Rodríguez, quien no inició el partido como titular, destacó la importancia de mantenerse listo pese a no tener acción constante. Tras el encuentro, expresó su gratitud por el respaldo del equipo y resaltó su enfoque mental. “No empecé jugando, pero siempre trato de mantenerme concentrado y preparado para ayudar cuando llegue la oportunidad”, señaló.
El receptor también valoró la influencia de los jugadores veteranos en su crecimiento, mencionando especialmente a Miguel Tejada. “Tengo un gran maestro en la guagua. Él me ha enseñado a batear bajo presión. Estuvimos hablando de situaciones como esa”, explicó.
Sobre el turno decisivo, Rodríguez fue claro en su estrategia. Indicó que buscó no fallar el primer lanzamiento y esperar un pitcheo que pudiera manejar. “Trataba de ver cómo venía el lanzador y buscar un pitcheo alto.

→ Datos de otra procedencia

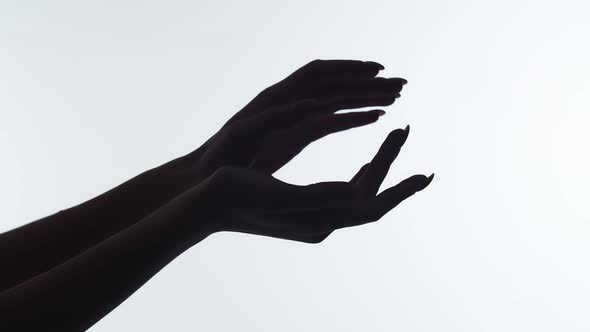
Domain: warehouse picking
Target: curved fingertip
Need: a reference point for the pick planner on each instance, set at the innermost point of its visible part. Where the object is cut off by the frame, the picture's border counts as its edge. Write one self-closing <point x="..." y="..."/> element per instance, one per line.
<point x="426" y="181"/>
<point x="380" y="66"/>
<point x="398" y="136"/>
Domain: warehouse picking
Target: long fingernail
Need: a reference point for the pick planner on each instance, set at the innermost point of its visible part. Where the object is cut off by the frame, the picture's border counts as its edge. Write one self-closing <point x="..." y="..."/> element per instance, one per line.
<point x="426" y="182"/>
<point x="429" y="179"/>
<point x="406" y="133"/>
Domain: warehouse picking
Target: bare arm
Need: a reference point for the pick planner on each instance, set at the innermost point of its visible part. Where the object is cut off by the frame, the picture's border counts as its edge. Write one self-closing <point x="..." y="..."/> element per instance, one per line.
<point x="264" y="135"/>
<point x="76" y="294"/>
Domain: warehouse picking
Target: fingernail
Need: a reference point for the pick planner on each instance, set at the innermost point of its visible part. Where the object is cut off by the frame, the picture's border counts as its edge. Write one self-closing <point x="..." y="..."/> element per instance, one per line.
<point x="380" y="66"/>
<point x="429" y="179"/>
<point x="405" y="135"/>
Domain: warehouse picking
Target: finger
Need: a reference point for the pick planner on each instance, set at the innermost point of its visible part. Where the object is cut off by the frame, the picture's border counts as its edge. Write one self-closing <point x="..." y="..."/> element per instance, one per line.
<point x="379" y="166"/>
<point x="317" y="127"/>
<point x="251" y="188"/>
<point x="333" y="88"/>
<point x="279" y="148"/>
<point x="326" y="218"/>
<point x="352" y="101"/>
<point x="337" y="69"/>
<point x="391" y="197"/>
<point x="278" y="117"/>
<point x="359" y="173"/>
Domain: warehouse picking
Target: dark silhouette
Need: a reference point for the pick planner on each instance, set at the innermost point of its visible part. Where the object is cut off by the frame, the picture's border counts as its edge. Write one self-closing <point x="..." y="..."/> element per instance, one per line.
<point x="68" y="270"/>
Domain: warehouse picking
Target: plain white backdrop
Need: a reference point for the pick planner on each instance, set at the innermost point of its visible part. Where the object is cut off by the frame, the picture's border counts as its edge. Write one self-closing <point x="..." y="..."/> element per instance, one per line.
<point x="93" y="93"/>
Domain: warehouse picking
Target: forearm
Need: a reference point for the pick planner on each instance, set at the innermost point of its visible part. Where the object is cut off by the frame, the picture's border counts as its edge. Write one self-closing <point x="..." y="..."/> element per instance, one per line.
<point x="76" y="294"/>
<point x="38" y="246"/>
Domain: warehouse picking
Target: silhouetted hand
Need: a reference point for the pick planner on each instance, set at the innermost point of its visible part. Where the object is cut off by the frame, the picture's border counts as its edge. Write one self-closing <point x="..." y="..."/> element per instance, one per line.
<point x="245" y="200"/>
<point x="284" y="118"/>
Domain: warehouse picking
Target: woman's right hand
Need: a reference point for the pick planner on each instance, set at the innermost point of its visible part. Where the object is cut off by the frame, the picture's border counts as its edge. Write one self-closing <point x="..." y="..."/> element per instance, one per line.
<point x="248" y="201"/>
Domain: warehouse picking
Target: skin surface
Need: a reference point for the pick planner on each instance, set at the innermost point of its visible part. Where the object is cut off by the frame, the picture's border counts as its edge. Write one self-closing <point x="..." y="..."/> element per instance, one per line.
<point x="68" y="270"/>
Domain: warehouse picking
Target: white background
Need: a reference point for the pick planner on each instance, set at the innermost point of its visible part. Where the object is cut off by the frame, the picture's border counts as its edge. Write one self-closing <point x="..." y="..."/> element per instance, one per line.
<point x="93" y="93"/>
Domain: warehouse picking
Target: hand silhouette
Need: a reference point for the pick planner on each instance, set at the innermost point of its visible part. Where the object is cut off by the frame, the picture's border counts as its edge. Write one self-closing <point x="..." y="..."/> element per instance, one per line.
<point x="245" y="200"/>
<point x="287" y="116"/>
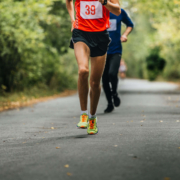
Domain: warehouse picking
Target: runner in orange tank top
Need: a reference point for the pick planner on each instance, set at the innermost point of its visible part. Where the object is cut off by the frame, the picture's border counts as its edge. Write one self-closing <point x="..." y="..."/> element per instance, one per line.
<point x="90" y="39"/>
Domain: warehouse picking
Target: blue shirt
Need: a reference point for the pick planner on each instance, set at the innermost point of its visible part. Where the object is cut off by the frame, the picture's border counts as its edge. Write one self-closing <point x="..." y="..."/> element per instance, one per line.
<point x="115" y="31"/>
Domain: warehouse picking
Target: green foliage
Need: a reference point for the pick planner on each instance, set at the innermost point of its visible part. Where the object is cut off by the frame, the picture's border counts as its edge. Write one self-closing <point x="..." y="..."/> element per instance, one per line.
<point x="34" y="35"/>
<point x="156" y="24"/>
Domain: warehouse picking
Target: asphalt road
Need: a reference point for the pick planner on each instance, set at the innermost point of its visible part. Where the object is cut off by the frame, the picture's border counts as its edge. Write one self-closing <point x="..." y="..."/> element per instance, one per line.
<point x="140" y="140"/>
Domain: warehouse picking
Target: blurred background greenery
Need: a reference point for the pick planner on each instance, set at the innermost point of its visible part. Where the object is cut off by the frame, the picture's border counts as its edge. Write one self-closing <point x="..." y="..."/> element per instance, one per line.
<point x="35" y="35"/>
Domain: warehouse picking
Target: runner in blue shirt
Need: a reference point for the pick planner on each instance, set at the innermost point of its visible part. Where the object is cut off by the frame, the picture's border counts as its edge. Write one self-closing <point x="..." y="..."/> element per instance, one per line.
<point x="114" y="57"/>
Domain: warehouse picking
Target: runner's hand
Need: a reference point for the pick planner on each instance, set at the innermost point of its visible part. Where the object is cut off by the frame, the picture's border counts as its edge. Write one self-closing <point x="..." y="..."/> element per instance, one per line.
<point x="123" y="38"/>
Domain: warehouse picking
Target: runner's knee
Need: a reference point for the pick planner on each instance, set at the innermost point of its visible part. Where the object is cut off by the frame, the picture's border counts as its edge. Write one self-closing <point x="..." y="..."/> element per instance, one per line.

Gracias a Dios me lo dio”, comentó en entrevista televisiva.
Finalmente, subrayó la unión del conjunto cibaeño como uno de los factores clave. “Aquí hay buena química. El que entra a jugar recibe el apoyo de todos. Nos mantenemos enfocados en ganar”, concluyó.
La victoria mantiene con vida las aspiraciones de las Águilas Cibaeñas en el Round Robin, impulsadas por una noche en la que Julio Rodríguez respondió cuando más se necesitaba.